Nor will it help solve the problem of shortages in specific areas. Here, more use of practitioners could be one answer. Hesa statistics suggest that the number of academics with no formal academic qualifications has risen slightly but steadily in the past five years. Blackwell suggests that without a strategy in subjects such as information technology and business management, recruitment may end up being entirely part time in less prestigious institutions to allow people to combine lucrative jobs in the private sector with university work. Liz Allen, national official in the universities department of lecturers' union Natfhe, suggests that older students and those with a greater eye on work after university would appreciate more staff with experience outside university.

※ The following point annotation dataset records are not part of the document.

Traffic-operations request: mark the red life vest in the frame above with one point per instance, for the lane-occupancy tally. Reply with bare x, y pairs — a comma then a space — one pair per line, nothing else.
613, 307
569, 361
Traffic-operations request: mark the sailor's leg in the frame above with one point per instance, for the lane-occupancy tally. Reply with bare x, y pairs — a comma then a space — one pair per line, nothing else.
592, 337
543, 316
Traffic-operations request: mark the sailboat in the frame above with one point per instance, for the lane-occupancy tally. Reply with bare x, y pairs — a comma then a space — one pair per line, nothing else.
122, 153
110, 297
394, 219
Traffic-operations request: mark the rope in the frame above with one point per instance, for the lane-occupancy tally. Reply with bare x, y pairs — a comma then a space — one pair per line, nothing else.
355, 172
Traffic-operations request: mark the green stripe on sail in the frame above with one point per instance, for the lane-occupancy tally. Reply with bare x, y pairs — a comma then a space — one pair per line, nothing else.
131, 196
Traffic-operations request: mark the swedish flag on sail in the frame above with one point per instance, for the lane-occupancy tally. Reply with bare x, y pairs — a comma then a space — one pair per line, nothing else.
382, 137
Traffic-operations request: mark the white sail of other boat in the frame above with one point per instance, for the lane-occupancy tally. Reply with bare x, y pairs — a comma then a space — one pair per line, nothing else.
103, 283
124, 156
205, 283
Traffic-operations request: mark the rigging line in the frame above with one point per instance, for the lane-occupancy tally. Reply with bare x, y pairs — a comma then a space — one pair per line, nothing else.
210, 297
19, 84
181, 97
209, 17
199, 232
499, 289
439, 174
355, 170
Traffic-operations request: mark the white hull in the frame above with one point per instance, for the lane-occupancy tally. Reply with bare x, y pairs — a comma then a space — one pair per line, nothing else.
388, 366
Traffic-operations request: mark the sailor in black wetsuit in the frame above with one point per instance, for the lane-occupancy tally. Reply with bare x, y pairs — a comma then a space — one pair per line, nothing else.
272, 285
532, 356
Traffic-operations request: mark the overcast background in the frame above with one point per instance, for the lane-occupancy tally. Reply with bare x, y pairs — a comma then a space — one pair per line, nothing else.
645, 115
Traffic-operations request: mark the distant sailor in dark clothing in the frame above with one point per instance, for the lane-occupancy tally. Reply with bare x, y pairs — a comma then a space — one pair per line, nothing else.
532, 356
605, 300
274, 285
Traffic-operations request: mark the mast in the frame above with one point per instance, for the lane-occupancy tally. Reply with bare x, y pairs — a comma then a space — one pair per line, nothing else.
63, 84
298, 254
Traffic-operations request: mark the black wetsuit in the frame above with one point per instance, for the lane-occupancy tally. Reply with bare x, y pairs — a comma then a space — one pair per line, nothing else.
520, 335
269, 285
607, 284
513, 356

These are all practical implications for staff of the government's target. But for some there is also a philosophical problem. They just do not believe that increasing the number of people in higher education is in the best interests of the sector or the students. Having to lead remedial classes in maths and literacy or to teach students how to learn independently is, they believe, not how they should be spending their time.

Allen, whose union represents those most likely to agree with the principles of an inclusive system, warns: "Don't make the assumption that all academics are on board with widening participation, because they are not."